Page 1 of Pen Me

Chapter One

My Brother’s Keeper

Menace

I’d just cracked open a bottle of whiskey, straight out of the freezer. The stuff went down smooth and provided a satisfying afterburn when I came up for air. It’d been a long week.

I knew my older brother was in the hospital with two broken legs after laying his bike down in Chicago. Everyone did. I was also aware that the father of his passenger had carved one of his eyes out while he was still laying in that hospital bed. A reminder for him to keep his eye on the road in the future.

I wanted to burn the man’s house down with everyone he loved inside it, and that was before I laid eyes on Henny. Once he was released, and I was forced to look at the damage for the first time, I didn’t know how to contain that urge. Henny wasn’t just my older brother, he was my rock, even if he didn’t know it.

Anytime I felt myself spiraling, or thought I couldn’t do something, I just looked at him and reminded myself that we came from the same damn place. If he could keep it together, surely, I could, too, right?

I wasn’t good at managing impulsivity, though. A dozen of my mother’s boyfriends had told me so, a few had tried to beat it into my head. I swigged and snorted at the memory of their wasted muscle.

What the fuck did they expect from a kid whose mother fancied herself a groupie? There were three of us, Hendrix, Lennox, and Presley.

I nearly choked on the next swig but forced it down as I shook my head and smiled. I loved her, but some of those men she chose had more musical talent than common sense. Especially where being a father or man was concerned.

My phone vibrated angrily in my pocket, and I glared down at it. The bottle I was clutching and balancing on my knee already had a little dent put in it. The light on the phone seemed unnecessarily bright, I was so busy grumbling about it, I almost missed the damn call.

I wasn’t particularly stressed over it. I knew Jessica’s number when I saw it. She was a ‘tried and true’ good time, but I wasn’t in the mood. I knew how she was, though, if I didn’t answer and tell her to fuck off, she’d blow me up all night.

I sniffed and groaned.

“Menace? Wake the fuck up.” Jessica excitedly hissed into the phone.

I jerked it away from my ear and squinted.

“I’m awake. What the fuck…?”

“He’s here.” She doubled down on her hissing and lowered her voice.

“Who?” I spat, already tired of the teenage games. She was twenty-one but fuck, was she annoying sometimes. I ran my thumb along the rim of the whiskey bottle and ground my teeth in preparation for more hissing.

“The prick who took your brother’s eye.”

My thumb stilled.

“Don’t fuck with me.” She had my full attention.

“I’m not fucking with you, baby.” She cooed, making me cringe.

“Where?”

“He’s sitting in your favorite seat. The one you keep warm when I bartend sometimes…”

I hung up on her and found my feet. My hands trembled, so I clutched the bottle tighter and swigged for liquid courage. I was going to need it for a steady hand if I wanted to succeed. A bullet would draw too much attention, I needed to be able to come up fast and slice deep enough to get it done right the first time.

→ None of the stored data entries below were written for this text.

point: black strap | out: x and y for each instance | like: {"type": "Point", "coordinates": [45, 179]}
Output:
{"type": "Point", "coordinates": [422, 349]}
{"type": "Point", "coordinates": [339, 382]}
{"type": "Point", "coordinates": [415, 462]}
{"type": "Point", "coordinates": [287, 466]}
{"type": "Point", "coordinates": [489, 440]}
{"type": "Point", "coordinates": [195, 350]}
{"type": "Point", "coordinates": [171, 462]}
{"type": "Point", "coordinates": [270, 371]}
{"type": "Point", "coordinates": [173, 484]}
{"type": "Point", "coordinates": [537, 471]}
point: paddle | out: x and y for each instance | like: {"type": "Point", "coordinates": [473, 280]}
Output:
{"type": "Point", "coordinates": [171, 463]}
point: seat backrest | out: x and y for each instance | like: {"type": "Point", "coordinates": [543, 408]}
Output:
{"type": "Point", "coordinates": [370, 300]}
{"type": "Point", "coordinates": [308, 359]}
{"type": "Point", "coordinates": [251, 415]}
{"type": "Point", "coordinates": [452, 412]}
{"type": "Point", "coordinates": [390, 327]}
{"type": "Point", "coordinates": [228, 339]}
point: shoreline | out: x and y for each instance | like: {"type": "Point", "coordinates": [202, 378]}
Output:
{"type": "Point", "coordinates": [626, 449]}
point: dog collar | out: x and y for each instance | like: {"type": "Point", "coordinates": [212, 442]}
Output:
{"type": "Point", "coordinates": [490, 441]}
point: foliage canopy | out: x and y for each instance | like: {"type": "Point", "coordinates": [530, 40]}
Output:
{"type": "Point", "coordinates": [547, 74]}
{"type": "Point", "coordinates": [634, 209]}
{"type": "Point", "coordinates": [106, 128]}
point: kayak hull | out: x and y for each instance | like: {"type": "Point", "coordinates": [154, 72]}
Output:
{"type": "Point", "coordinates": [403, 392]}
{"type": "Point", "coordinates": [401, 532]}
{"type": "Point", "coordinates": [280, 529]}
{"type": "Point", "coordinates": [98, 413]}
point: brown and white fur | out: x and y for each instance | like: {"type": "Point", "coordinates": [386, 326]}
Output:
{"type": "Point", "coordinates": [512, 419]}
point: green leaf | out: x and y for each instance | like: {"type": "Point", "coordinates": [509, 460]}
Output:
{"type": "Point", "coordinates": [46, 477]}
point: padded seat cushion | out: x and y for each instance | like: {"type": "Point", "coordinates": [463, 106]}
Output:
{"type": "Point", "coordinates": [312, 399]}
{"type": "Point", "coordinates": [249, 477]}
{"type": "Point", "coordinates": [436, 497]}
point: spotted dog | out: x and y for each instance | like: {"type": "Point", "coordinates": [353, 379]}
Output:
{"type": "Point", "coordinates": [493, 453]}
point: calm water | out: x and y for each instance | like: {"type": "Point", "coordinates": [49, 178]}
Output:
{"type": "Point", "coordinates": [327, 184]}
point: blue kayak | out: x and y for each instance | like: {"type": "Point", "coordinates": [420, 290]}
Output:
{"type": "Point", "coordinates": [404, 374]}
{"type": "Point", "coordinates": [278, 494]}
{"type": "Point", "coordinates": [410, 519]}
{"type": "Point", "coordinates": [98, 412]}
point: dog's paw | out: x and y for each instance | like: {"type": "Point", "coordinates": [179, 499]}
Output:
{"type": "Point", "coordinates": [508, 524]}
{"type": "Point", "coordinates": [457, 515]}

I probably drank another quarter of the bottle before I parked. I kept my knife wrapped tight in my hand and let myself in the unmanned side door.

It was an Alton underground bar. No one kept the peace, and no one talked. Those were the rules.

I saw Jessica standing in the corner texting furiously. My pocket was vibrating away, leaving no question as to who she was bitching at. I’d been around the block enough times to know, when a woman texted that fast, she was good and pissed off.

I might have laughed if I wasn’t so focused on the bastard sitting in the seat I’d held down twice in my life. He was a cocky thing, with an energy about him that told me what he was, no introduction required.

He was a shooter. A soldier. His Irish accent suddenly split the air and he gave a hearty laugh before I hooked my arm around him and jerked the blade across his neck.